Is there a question that you wish people would not ask you in an interview? Do you ever think, for God’s sake I really wish people wouldn’t ask me that?

No, I don’t really mind. The way I look at it, sometimes you might say to, say, the Japanese press or the European press, and they don’t know bugger all about you. (Adopts strange accent) So tell me about the 853 kamikaze stagediving division? How did it start? So OK, it’s new to them, we’ve been mates for about a year and a half and we’ve done interviews together and we know each other but people in Japan or Europe, they just don’t know us. They have to ask dead obvious questions, I have to count to ten and say (adopts Michael Caine accent) William, what’s it about? Gaw I tell ya!

Is there a question that you wish people would ask you?

A lot of the other ones are like, what are the songs all about? That’s a strange one. I’ve had lots and lots of interviews but it’s rare that you get interviewers that actually ask you what each song means. So tell me, that verse that says “everything they planned for you and everything they’re gonna do and care for you”, what’s that about? It’s probably a lucky thing (laughs) but I always find that people could ask what the lyrics are about. But that’s me, you probably like to have people ask you what the music’s about. To me, I’d like more questions about the lyrics.

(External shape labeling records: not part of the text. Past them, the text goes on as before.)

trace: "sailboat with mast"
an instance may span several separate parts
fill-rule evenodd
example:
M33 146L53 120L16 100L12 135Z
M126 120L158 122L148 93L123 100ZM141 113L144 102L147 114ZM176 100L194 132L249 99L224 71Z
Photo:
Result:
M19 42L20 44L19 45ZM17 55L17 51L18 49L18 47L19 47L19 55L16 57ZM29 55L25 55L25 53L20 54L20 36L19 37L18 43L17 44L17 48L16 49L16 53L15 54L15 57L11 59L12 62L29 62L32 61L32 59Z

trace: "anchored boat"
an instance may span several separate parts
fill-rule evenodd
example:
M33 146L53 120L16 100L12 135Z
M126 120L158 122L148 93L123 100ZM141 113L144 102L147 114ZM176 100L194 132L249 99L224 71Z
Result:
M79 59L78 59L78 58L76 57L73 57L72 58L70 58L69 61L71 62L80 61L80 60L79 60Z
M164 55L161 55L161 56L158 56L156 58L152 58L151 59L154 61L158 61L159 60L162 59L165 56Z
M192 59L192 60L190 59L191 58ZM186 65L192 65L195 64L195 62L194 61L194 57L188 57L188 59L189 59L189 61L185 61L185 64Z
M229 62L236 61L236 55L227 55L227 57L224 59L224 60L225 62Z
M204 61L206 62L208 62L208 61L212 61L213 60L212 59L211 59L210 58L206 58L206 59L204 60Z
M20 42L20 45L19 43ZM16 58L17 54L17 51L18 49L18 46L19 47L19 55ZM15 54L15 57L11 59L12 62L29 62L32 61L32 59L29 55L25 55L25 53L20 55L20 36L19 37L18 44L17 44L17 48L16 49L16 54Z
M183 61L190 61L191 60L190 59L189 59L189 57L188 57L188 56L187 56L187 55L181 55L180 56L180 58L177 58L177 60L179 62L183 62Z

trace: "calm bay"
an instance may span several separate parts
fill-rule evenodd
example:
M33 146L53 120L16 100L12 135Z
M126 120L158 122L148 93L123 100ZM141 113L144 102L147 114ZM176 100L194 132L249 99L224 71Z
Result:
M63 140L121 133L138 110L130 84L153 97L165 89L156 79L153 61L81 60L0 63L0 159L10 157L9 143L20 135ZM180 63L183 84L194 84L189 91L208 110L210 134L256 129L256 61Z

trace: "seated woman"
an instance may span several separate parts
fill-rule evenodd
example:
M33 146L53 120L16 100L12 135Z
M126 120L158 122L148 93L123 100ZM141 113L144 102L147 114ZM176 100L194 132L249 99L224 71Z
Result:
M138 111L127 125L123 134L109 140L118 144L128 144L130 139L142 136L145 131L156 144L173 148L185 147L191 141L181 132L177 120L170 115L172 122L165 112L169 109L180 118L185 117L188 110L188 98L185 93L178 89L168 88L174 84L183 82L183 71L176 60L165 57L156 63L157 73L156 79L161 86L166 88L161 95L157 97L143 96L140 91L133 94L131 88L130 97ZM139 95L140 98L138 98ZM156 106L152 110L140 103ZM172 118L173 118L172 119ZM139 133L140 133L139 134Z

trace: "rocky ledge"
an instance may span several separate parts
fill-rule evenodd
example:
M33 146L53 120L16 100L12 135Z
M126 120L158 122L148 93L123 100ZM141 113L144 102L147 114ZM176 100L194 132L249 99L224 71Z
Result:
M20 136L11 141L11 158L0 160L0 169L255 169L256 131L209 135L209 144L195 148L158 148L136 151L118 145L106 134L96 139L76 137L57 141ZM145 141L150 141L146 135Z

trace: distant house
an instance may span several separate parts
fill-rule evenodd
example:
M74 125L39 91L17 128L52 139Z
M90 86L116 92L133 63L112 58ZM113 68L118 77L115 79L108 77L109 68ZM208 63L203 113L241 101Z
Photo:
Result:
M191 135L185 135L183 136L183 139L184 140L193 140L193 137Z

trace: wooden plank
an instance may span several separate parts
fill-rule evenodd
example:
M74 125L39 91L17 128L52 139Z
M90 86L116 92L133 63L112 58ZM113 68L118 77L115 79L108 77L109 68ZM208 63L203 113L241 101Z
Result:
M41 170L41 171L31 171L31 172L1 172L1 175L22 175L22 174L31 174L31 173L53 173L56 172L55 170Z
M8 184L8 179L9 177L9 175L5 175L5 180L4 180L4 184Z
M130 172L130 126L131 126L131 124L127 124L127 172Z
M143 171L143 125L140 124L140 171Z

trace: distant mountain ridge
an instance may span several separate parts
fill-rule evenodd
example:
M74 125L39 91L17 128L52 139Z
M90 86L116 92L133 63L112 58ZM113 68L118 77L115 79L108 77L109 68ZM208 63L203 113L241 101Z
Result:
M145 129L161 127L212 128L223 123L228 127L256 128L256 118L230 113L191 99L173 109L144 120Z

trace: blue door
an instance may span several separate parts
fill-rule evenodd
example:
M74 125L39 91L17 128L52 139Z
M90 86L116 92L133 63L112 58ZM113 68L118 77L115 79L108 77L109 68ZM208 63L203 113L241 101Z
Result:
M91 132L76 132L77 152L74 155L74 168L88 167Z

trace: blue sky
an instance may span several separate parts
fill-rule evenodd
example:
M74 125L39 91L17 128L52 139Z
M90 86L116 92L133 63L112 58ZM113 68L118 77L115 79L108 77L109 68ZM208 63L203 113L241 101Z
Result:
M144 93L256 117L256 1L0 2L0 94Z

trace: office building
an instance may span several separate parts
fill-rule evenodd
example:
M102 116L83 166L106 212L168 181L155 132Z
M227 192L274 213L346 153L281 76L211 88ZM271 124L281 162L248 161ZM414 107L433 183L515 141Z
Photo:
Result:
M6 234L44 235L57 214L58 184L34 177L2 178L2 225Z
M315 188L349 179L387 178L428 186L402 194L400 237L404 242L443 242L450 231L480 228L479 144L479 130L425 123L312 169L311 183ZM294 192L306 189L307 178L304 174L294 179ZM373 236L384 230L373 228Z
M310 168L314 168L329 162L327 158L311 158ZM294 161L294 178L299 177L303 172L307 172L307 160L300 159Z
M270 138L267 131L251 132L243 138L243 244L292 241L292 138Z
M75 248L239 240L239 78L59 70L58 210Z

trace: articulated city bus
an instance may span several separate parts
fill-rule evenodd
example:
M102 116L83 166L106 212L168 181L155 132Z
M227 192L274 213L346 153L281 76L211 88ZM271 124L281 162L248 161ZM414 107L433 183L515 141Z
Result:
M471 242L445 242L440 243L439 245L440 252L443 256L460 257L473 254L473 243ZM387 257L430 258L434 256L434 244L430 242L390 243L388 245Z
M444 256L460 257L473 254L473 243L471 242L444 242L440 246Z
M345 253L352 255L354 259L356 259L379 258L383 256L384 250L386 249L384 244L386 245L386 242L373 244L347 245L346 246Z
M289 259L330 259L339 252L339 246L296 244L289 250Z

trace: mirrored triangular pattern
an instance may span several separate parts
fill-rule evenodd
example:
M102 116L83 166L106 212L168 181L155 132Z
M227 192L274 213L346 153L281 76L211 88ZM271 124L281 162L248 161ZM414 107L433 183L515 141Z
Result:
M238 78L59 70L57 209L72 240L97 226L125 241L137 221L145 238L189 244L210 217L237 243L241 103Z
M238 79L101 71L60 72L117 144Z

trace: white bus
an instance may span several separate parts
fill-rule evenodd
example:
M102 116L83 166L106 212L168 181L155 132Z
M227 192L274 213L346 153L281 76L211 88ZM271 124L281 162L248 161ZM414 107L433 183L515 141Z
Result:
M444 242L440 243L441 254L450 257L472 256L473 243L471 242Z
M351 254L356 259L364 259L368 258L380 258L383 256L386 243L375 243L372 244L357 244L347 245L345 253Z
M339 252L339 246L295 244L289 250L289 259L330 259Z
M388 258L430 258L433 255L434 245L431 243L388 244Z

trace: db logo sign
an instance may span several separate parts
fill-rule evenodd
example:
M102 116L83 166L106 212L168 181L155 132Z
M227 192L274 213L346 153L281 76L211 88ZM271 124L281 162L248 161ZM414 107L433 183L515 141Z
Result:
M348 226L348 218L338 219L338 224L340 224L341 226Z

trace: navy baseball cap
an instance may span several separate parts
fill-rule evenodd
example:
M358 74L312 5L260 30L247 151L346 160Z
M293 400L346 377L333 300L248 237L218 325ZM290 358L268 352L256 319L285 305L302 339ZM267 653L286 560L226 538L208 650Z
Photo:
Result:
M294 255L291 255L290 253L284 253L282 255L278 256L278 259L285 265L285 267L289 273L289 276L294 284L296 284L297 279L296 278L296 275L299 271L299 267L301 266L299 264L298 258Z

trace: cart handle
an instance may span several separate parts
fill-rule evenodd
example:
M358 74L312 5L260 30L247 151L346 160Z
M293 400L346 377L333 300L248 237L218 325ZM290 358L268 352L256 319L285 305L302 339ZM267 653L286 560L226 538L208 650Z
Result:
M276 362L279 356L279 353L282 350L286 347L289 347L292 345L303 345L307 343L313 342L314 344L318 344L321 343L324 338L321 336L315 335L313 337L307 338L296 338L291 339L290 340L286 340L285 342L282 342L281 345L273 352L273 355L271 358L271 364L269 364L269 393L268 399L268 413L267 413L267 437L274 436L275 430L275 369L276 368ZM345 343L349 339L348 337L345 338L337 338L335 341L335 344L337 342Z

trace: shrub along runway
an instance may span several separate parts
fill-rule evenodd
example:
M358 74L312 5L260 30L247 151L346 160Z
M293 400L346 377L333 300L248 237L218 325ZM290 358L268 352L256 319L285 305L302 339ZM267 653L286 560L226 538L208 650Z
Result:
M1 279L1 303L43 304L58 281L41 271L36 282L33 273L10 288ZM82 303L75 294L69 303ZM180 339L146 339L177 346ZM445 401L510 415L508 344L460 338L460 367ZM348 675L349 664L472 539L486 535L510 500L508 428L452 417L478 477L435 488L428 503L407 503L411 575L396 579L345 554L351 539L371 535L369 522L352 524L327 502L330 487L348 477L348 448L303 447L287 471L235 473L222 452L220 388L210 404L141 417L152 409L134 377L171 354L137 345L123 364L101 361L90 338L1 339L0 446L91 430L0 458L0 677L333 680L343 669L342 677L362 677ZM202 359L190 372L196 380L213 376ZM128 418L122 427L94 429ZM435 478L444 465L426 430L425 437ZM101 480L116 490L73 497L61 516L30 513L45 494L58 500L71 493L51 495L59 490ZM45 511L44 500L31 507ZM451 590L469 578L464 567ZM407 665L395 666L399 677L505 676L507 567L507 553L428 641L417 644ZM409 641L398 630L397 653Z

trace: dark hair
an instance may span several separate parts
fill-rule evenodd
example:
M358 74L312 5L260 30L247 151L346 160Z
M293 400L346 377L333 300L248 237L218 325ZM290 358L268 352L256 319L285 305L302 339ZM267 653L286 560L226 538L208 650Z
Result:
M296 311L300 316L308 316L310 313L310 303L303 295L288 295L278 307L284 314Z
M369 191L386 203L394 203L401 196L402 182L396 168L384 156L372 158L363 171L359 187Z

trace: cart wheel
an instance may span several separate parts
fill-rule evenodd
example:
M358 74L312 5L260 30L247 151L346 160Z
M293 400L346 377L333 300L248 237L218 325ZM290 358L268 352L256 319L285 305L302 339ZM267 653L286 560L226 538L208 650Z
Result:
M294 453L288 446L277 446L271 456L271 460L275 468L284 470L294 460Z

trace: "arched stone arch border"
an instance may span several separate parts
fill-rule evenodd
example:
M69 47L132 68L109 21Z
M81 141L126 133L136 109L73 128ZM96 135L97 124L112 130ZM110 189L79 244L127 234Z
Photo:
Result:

My personal favourite from the first album is How I Nearly Lost You. Is it as obvious as it sounds?

It’s kind of a bit jaded on two levels. The thing was that I lived in the East End for 2½ years when I was 18, and then I ran out of money, we didn’t have a flat and my friend Harry let me live at his dad’s office. I’d have to get up every morning at 6.00 before the cleaners got in at 7.00 and then I’d go over to university for 10.00 and I wouldn’t be allowed to go back to the office until 8.00 when all the cleaners had closed up and I could get myself back in.

I spent 3 months there and when I was there I got a bit down and I got absolutely wrecked one night with a friend from Somerset who’d come up and my heart stopped, it literally stopped and I collapsed back onto the desk and I couldn’t breathe very well. My friend came up onto the desk and I don’t know what he did, he made me cough and then made me puke and I could breathe again. For about 10 or 15 seconds I couldn’t breathe at all, he put his hands on my heart and it just wasn’t beating. So that’s where the first part of the song comes from. The second bit goes on to explain a reflectiveness of love and want for a relationship – that love might be a better alternative than intoxication. That way I’d probably gain a heart instead of losing one!

Thanks very much Dom – have a good Christmas, good luck with the deals on the table, I know you will pick the right one.

Yeah well, it’s not just money this time round, is it!